Des facteurs aggravants : Permis à 17 ans et CPF moto
Le manque de places d’examen n’est pas nouveau, il « existe depuis 40 ans », selon Patrick Mirouse (président du Groupe ECF). Il a cependant été aggravé par deux phénomènes concomitants au premier semestre 2024 :
- l’abaissement de l’âge minimal pour passer le permis B à 17 ans ;
- l’éligibilité du permis moto au financement CPF (entre le 11 janvier et le 17 mai).
Ces deux mesures ont créé une augmentation du nombre de candidats inscrits en école de conduite et de la demande en places d’examen. Pour s’en convaincre, il suffit de consulter l’évolution du nombre de passage d’examens du code de la route sur les quatre premiers mois de l’année.
Entre janvier et avril 2024, on constate une augmentation de 26% du nombre d’ETG et une augmentation de 60% du nombre d’ETM, soit en valeur 200 105 examens supplémentaires.
2023 | janv.-23 | févr.-23 | mars-23 | avr.-23 | Cumul |
TOTAL ETG | 140 779 | 168 019 | 174 388 | 158 704 | 641 890 |
TOTAL ETM | 10 456 | 12 403 | 16 911 | 15 555 | 55 325 |
2024 | janv.-24 | févr.-24 | mars-24 | avr.-24 | Cumul |
TOTAL ETG | 184 020 | 199 764 | 222 552 | 202 491 | 808 827 |
TOTAL ETM | 11 570 | 18 665 | 27 693 | 30 565 | 88 493 |
Les élèves ayant passé leur examen théorique au printemps ont désormais fini leur formation de conduite et vont devoir être présenté aux examens pratiques (selon les catégories).
L’échec de la loi Macron et du rapport Dumas
La loi Macron de 2015 se donnait pour objectif de réduire à 45 jours le délai pour une présentation (ou représentation) à l’examen pratique. Si l’on en croit les visuels publiés à l’époque par le Ministère de l’Intérieur, cette réduction des délais devait se traduire par un « permis moins cher » de l’ordre de 200€ par mois gagné.

Près de 10 ans plus tard, les belles promesses se sont envolées… Ni les mesures mises en place par la loi Macron, ni celles préconisées par le rapport de la Députée Dumas (2019), n’ont permis de réduire les délais de présentation et encore moins le prix du permis de conduire.

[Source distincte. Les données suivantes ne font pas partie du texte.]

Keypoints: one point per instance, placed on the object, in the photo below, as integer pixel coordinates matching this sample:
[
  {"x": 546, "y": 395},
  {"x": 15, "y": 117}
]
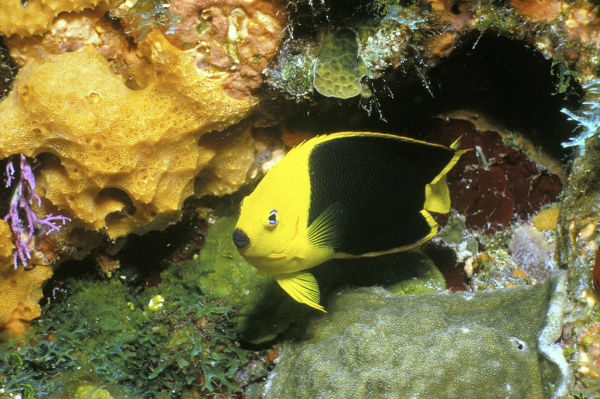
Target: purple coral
[{"x": 21, "y": 218}]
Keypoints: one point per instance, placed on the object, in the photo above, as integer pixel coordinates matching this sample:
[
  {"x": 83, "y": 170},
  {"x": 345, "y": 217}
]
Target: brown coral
[{"x": 237, "y": 36}]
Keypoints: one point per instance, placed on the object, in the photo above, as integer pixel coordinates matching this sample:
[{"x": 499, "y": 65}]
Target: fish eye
[{"x": 273, "y": 218}]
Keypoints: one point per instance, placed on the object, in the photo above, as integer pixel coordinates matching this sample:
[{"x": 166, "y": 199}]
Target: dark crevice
[{"x": 506, "y": 81}]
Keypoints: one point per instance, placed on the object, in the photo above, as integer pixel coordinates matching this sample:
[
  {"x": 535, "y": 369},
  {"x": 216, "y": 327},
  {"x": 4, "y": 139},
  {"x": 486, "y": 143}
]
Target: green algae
[
  {"x": 103, "y": 333},
  {"x": 372, "y": 344}
]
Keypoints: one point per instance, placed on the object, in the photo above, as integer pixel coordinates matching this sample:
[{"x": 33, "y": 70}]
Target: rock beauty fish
[{"x": 342, "y": 195}]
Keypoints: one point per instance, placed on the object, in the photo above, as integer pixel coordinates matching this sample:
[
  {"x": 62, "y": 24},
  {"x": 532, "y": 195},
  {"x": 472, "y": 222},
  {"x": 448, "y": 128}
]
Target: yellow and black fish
[{"x": 342, "y": 195}]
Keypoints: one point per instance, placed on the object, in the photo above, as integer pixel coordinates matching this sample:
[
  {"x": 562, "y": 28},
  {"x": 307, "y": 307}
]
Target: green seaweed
[{"x": 104, "y": 333}]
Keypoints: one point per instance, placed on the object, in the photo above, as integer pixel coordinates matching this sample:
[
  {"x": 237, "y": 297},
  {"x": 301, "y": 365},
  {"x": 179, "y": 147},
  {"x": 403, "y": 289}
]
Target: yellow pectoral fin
[
  {"x": 303, "y": 288},
  {"x": 437, "y": 196}
]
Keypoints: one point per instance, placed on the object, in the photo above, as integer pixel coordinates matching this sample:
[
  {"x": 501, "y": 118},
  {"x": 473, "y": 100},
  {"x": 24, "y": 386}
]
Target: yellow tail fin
[{"x": 437, "y": 195}]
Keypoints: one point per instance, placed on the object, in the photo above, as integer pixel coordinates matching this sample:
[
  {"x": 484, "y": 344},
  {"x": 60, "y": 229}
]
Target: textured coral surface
[
  {"x": 374, "y": 345},
  {"x": 20, "y": 289},
  {"x": 114, "y": 148},
  {"x": 25, "y": 18},
  {"x": 494, "y": 183}
]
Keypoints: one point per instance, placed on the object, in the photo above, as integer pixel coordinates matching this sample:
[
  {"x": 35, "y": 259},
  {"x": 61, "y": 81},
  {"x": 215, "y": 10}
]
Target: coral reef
[
  {"x": 24, "y": 18},
  {"x": 22, "y": 200},
  {"x": 493, "y": 183},
  {"x": 338, "y": 69},
  {"x": 432, "y": 345},
  {"x": 130, "y": 171},
  {"x": 531, "y": 251},
  {"x": 93, "y": 174},
  {"x": 21, "y": 288},
  {"x": 105, "y": 332}
]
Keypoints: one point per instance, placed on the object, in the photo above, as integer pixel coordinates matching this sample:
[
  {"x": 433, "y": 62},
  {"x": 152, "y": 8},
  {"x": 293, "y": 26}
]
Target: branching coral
[
  {"x": 23, "y": 220},
  {"x": 588, "y": 119}
]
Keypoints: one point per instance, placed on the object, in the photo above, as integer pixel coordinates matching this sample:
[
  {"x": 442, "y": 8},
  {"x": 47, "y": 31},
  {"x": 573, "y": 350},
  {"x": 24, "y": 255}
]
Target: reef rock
[
  {"x": 492, "y": 344},
  {"x": 24, "y": 18},
  {"x": 21, "y": 289},
  {"x": 124, "y": 159}
]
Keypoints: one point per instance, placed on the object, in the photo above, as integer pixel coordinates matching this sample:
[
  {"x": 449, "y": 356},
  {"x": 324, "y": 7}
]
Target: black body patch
[{"x": 377, "y": 186}]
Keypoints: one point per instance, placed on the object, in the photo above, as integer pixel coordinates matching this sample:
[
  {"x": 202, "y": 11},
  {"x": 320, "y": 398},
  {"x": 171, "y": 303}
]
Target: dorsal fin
[{"x": 303, "y": 288}]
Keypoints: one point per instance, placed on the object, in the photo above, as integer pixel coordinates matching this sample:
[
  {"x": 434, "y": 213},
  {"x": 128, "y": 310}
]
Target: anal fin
[
  {"x": 437, "y": 196},
  {"x": 303, "y": 288}
]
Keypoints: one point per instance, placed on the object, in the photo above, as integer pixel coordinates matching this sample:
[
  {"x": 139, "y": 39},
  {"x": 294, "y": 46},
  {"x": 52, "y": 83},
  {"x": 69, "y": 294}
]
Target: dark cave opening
[{"x": 504, "y": 80}]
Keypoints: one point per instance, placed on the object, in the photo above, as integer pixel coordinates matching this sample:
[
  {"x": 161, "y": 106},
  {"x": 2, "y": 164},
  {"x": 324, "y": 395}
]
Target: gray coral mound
[{"x": 374, "y": 345}]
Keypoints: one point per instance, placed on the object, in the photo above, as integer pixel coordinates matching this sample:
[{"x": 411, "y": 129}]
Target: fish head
[{"x": 271, "y": 219}]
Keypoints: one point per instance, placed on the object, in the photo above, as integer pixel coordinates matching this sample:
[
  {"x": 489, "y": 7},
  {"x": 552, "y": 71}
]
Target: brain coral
[
  {"x": 106, "y": 148},
  {"x": 374, "y": 345}
]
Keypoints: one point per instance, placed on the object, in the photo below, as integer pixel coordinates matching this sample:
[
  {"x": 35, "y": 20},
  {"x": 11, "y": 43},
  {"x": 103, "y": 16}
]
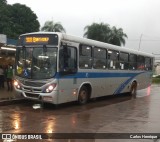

De nouvelles solutions à trouver
Le Président Mitterand avait l’habitude de dire que contre le chômage, on avait « tout essayé ». Peut-on en dire autant au sujet des places d’examen ? Clairement pas ! Depuis 10 ans, les solutions mises en place par le Ministère se sont résumées à :
- d’une part, augmenter de manière homéopathique1 le nombre d’inspecteurs et à faire appel à des renforts d’examinateurs, issus de La Poste ;
- d’autre part, modifier le mécanisme de répartition des places avec RDVPermis. La plateforme étant censée « responsabiliser » les candidats et réduire le nombre de places « gaspillées ».
Si l’on souhaite régler ce problème de manque de places de manière durable, il est nécessaire de réfléchir à d’autres solutions.
Des idées nombreuses et variées
Les idées ne manquent pas. Elles sont plus ou moins pertinentes et plus ou moins réalistes. Nous allons tenter d’en dresser ici un panorama.
Privatisation totale
Le première est la privatisation totale des examens pratiques. Il s’agit d’une option défendue par Edouard Rudolf, le fondateur d’En Voiture Simone, par la FENAA (Fédération des enseignants et Auto écoles d’Avenir) et par certains gérants d’auto-écoles traditionnelles (relativement minoritaires).
Cette option est rejetée aussi bien par les organisations professionnelles représentant les auto-écoles et à plus forte raison par les syndicats d’inspecteurs (SNICA-FO et UNSA) qui en font une ligne rouge absolue.
La privatisation des épreuves pratiques risque d’entraîner une explosion des cas de fraude, comme c’est déjà le cas pour l’examen théorique. Opposé à la mesure, Bruno Garancher (président de l’Unidec) rappelle qu’entre 1924 et 1972, les examens du permis de conduire étaient réalisés par des salariés de l’UNAT (Union Nationale des Associations de Tourisme)… avec de nombreuses dérives à la clef.
Privatisation partielle
Il s’agit d’une solution hybride défendue par Karl Raoult, vice-président du réseau CER et gérant du groupe CER Rouen Normandie. Son principe est le suivant : le premier passage de l’examen resterait sous la supervision d’un IPCSR. En cas d’échec dû à une faute grave, le candidat serait tenu de repasser l’examen avec un IPCSR.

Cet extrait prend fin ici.